焦げ目のないムニエル
料理教室の実習後、葉月がラウンジでコーヒーを飲んでいると、白身魚のムニエルが運ばれてきた。受講生向けのカフェにはない料理で、もちろん注文もしていない。
作れそうなのは講師の速水、助手の井浦、同じ班の牧瀬の三人だった。先週、葉月の魚だけが黒く焦げ、速水に火加減を注意された。以来、牧瀬は目を合わせない。
皿の魚には、片面だけ薄く小麦粉がついていた。付け合わせのパセリは赤い糸で束ねられている。注文票には席番号でなく「実演・0」とあった。
「牧瀬さん、先週、私のフライパンと替わったでしょう」
牧瀬の耳が赤くなった。先週、彼女は自分の火が弱いと思い、葉月のフライパンと無断で取り替えた。だが牧瀬の台の火力調整が壊れていて、葉月の魚だけが焦げた。言い出せないまま一週間が過ぎた。
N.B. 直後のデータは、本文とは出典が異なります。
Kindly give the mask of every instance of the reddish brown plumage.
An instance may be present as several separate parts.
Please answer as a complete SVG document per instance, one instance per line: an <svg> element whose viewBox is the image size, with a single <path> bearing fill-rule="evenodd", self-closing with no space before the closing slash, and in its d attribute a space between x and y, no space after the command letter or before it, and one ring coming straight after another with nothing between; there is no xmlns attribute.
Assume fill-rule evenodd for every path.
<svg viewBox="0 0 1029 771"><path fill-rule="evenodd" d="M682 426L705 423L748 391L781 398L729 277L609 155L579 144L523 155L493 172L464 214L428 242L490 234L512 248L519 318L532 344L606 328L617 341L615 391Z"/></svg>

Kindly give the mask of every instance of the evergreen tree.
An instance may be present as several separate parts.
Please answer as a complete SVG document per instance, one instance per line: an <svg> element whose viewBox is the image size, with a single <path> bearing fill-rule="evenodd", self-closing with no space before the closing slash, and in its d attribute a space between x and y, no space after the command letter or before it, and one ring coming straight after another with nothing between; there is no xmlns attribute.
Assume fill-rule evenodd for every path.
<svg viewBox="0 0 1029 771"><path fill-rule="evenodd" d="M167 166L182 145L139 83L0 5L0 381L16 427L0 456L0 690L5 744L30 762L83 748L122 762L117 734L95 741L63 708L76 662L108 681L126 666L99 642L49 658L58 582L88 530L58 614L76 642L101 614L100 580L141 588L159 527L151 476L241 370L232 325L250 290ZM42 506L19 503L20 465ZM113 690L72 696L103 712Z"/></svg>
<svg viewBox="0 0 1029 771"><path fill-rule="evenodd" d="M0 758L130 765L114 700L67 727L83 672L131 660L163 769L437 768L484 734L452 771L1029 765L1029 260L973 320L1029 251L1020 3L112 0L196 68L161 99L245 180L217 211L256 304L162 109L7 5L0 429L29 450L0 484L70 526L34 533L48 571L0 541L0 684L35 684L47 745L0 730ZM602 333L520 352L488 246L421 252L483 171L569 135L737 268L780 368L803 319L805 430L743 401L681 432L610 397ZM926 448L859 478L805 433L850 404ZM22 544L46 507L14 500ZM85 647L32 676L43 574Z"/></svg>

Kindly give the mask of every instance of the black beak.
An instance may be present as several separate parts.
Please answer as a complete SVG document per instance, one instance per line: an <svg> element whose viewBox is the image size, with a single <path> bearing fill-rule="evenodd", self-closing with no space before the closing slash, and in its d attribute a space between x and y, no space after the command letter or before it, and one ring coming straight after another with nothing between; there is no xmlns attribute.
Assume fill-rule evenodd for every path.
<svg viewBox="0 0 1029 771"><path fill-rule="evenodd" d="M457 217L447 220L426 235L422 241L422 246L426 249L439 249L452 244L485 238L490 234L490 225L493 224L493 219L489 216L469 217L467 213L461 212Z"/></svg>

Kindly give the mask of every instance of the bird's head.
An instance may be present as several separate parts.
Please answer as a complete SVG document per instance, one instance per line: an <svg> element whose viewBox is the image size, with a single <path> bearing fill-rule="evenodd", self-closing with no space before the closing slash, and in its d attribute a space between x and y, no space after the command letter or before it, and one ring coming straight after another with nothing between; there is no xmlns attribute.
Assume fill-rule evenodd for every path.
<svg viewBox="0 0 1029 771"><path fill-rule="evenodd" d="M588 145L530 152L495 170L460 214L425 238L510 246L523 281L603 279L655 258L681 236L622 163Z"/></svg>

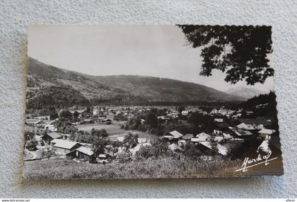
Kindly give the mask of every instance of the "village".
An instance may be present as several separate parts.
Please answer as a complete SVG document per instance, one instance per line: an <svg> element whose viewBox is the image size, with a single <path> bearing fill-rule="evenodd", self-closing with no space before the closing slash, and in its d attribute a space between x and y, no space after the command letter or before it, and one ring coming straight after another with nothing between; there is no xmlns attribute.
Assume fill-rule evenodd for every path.
<svg viewBox="0 0 297 202"><path fill-rule="evenodd" d="M76 106L52 116L27 114L24 161L67 159L105 164L149 157L146 150L160 145L175 155L230 158L252 139L260 142L257 152L267 152L276 133L273 120L254 113L180 106Z"/></svg>

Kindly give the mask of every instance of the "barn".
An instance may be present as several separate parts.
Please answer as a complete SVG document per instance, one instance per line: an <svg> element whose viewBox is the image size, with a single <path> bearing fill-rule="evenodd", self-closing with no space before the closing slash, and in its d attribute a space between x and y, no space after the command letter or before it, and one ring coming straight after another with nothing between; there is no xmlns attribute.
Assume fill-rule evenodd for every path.
<svg viewBox="0 0 297 202"><path fill-rule="evenodd" d="M83 159L90 163L95 162L96 159L94 152L90 148L83 146L68 152L66 155L68 158Z"/></svg>
<svg viewBox="0 0 297 202"><path fill-rule="evenodd" d="M62 136L58 133L47 133L41 137L42 140L47 145L50 145L51 142L54 139L61 139Z"/></svg>
<svg viewBox="0 0 297 202"><path fill-rule="evenodd" d="M59 141L57 141L53 145L53 147L57 152L66 155L70 152L71 151L78 148L81 146L81 145L77 142L61 140Z"/></svg>

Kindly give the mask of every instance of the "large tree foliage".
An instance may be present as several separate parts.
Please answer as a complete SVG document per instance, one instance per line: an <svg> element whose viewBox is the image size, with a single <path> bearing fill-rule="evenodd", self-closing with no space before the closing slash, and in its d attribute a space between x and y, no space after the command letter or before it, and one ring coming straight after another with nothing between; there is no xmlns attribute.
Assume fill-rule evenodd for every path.
<svg viewBox="0 0 297 202"><path fill-rule="evenodd" d="M211 76L212 69L226 73L233 84L263 84L274 75L267 55L272 52L269 26L209 26L179 25L193 47L202 47L200 75Z"/></svg>

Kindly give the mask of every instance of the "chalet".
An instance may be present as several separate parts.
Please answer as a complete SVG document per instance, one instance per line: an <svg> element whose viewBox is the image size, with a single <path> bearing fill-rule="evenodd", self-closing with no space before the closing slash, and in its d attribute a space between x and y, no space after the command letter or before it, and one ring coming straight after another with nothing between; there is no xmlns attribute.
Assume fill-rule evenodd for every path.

今日は助手の井浦に頼み、葉月が書いた手順どおり、片面だけ粉を薄くつけて焼き直した。赤い糸は牧瀬のエプロンのほつれ。カフェの端末にある「実演」キーなら、会計を立てず試食皿を指定席へ出せる。
「速水先生にも話しました。謝るなら、原因を確かめてからにしなさいって」
速水は遠くで故障したつまみを交換していた。井浦は何も聞かなかった顔でレモン水を注ぐ。
葉月は、料理が下手だから焦がしたのだと思い、退会届まで鞄に入れていた。それを出す前に、牧瀬が頭を下げた。
「ごめんなさい。次は、自分の失敗を自分の皿に載せます」
葉月が料理教室へ来たのは、別れた恋人に『君は何をしても続かない』と言われたからだった。見返したいわけではなく、その言葉を自分の声にしたくなかった。だから一度の焦げで辞めようとした自分が、いちばん悔しかった。牧瀬の失敗を許せるかより、失敗した二人が次の火加減を一緒に確かめられるか。その方が、今日の皿には大切に思えた。
退会届は、鞄の中でまだ四つ折りのままだった。捨てるのは帰ってからでいい。今は次の授業で使う温度計を、牧瀬と選びたかった。
葉月は魚を一口切った。表面は香ばしく、中は驚くほど柔らかい。